I love cartoons. I always have and I always will. I love cartoons from all eras, from the old black and white Popeye the Sailorman cartoons, all the way up to the CGI (computer-generated imagery) styled shows such as Star Wars: The Clone Wars. There have been plenty of decades with top-notch shows, but one decade stood out to me as the best at celebrating and educating people on our cultural differences, and that decade is the 1990s.

I enjoy Tom & Jerry and still laugh at them to this day. But they had a character called “Mammy Two-Shoes.” If you don’t know what a Mammy is, take a black studies class and you’ll see that it’s not a flattering caricature. They also consistently used white characters with theatrical black face, red face or yellow face makeup to depict minorities.

Disney has Song of the South and Uncle Remus locked away in its vault, thankfully.  Disney also created the crows from Dumbo, who smoked, used slang and had a leader named “Jim Crow.” This film is considered a classic.

Warner Bros. had the Speedy Gonzales cartoons that depicted Latin Americans as lazy, frivolous womanizers.

Cartoons of the ’90s, on the other hand, had a diverse and genuine cast of characters from all  backgrounds.  They righted the wrongs of old Hanna-Barbera, MGM, Disney and Warner Bros. cartoons and fixed the “corrections” that took place in some ’70s cartoons.  While Hanna-Barbera did give us The Harlem Globetrotters cartoon—which was the first to feature a predominately black cast of characters—it also gave us insignificant, stereotypical and token characters like Apache Chief and Black Lightning in Super Friends. It made an entire series about Charlie Chan, whose whole gimmick  was a white guy in yellow face pretending to be a Chinese person.

In the ’90s, animators finally got their stuff together and diversity began to mean something other than swapping one character on a show to a darker color palette.

Captain Planet featured characters from all over the world that weren’t just stereotypes.

The Rugrats taught me about Passover and Arthur showcased the difficulties of being a Jewish kid around “Christmas Time.”

Doug made it so that people  were literally shown in every color of the rainbow.

Disney made a household name out of Aladdin, a story of an impoverished Middle-Eastern teenager’s rise to power. Aladdin also gave us our first non-white princess, Princess Jasmine. Other non-white princesses  included Pocahontas and Mulan and  lead to Disney’s first black princess, Princess Tiana from Princess and the Frog in 2009.  Another cartoon that started in the 1990s that broke down and continues to break down  barriers is South Park. I have  watched this show since I was 10. I have seen it turn being handicapped into a cool thing. If you have ever yelled out, “Tiiiiimmaaaay!” or told a Jimmy joke then you can attest to this fact. It flipped the script by naming the black kid on the show Token Black and made him rich and extremely articulate and created Big Gay Al to showcase  there is nothing wrong with homosexuality.
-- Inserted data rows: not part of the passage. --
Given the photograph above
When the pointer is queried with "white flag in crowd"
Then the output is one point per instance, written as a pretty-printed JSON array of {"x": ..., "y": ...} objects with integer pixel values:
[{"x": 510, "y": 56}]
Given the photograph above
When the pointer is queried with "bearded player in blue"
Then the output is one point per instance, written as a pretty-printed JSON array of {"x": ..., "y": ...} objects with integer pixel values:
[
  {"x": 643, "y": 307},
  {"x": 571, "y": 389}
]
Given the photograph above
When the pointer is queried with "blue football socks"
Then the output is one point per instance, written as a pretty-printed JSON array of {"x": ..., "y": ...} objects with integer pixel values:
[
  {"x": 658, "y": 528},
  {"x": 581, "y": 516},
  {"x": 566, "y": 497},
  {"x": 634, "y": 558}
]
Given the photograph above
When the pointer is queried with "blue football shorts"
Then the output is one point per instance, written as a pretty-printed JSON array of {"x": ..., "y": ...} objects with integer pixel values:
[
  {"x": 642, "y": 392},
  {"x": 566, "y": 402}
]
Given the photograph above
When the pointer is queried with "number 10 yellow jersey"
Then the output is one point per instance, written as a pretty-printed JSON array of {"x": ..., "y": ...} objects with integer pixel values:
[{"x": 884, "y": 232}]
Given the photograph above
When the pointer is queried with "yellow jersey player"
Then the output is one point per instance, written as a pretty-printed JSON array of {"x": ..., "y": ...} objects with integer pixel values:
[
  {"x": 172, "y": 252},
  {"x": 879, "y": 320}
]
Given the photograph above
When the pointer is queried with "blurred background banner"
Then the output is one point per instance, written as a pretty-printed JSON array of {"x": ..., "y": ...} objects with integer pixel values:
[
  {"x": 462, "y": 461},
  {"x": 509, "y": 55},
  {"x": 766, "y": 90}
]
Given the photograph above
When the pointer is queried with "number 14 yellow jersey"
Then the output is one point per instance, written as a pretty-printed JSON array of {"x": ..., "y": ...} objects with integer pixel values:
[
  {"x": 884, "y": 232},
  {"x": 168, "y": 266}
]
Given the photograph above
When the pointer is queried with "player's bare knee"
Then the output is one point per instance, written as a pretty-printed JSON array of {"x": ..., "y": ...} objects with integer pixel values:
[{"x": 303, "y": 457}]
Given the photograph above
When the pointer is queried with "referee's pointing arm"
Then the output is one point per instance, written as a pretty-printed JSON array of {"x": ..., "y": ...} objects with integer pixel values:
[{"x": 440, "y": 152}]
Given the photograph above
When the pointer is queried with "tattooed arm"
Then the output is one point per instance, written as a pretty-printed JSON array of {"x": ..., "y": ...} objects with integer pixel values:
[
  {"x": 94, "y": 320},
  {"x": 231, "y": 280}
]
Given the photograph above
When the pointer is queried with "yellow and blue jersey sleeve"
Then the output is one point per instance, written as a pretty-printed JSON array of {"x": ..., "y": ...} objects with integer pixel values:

The diversity in those ’90s cartoons and the constant line-crossing by South Park are why today’s shows like The Boondocks and Family Guy can show and say as much as they do. That diversity is why little kids can watch Dora the Explorer, Maya & Miguel and Ni Hao, Kai Lan and learn about other cultures.  The ’90s took both children’s and adults’ cartoons to the next level, they bridged the gaps started in the 1970s and wiped clean some of the racist faces of the 1930s and 1940s.